В половине четвертого Юзи опять проснулся, и на этот раз встал с постели. Где-то играла музыка, он слышал, как она пробивалась сквозь половицы. Он взял из холодильника клубничный мусс, содрал крышку и принялся ложка за ложкой отправлять его в рот. Потом включил свои два телевизора; их приходилось использовать в паре, потому что один не показывал картинку, а на другом не было звука. Юзи раздвинул занавески и выглянул в летний день, почесывая чумную голову. У разбитой автобусной остановки стайка детей играла в футбол куском асфальта. Юзи снова задернул занавески и раскурил следующую сигарету. Поддавшись импульсу, он оперся ступней о ножку кофейного столика со стеклянной крышкой и надавил; тяжелый, слишком тяжелый для обычного стола. Хорошо. Его «слик» на месте.

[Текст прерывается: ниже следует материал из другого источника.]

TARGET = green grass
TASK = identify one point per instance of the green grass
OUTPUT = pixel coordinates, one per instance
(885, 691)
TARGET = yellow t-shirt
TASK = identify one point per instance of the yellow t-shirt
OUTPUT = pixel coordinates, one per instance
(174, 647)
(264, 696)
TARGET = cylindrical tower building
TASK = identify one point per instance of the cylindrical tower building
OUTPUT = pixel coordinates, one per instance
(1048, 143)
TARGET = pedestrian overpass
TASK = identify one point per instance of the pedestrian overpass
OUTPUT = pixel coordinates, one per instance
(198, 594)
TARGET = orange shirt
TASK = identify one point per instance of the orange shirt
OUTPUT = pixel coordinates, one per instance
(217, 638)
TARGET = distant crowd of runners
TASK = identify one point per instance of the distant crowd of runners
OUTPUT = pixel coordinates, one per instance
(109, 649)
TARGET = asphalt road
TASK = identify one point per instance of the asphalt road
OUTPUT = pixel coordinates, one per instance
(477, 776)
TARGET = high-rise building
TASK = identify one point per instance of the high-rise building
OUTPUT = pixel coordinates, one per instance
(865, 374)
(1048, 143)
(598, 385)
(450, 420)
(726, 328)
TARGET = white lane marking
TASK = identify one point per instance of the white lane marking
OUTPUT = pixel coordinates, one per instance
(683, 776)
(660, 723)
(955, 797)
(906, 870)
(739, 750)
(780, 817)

В ванной Юзи открутил душевую лейку и постучал ею о раковину, потом поскреб ее ложкой. Он читал, что в грязных душах заводятся микроорганизмы, которые, попадая в дыхательные пути, могут разрушать легкие. Отчистив лейку, Юзи бросил окурок в унитаз и принял холодный душ. Потом заполз в свою одежку, как улитка в ракушку, и стряхнул влагу с волос.
В квартире было жарко. Эта жара чем-то напомнила ему о летних днях его юности. О том лете, когда он, четырнадцатилетний, завоевал национальный приз по стрельбе среди юниоров, выбив 197 из 200 старой винтовкой-штуцером. Родители рассказывали об этом каждому встречному; этому завидовал весь «Гдудей ноар иври», Батальон еврейской молодежи. «Начало блестящей карьеры», — с горечью подумал Юзи.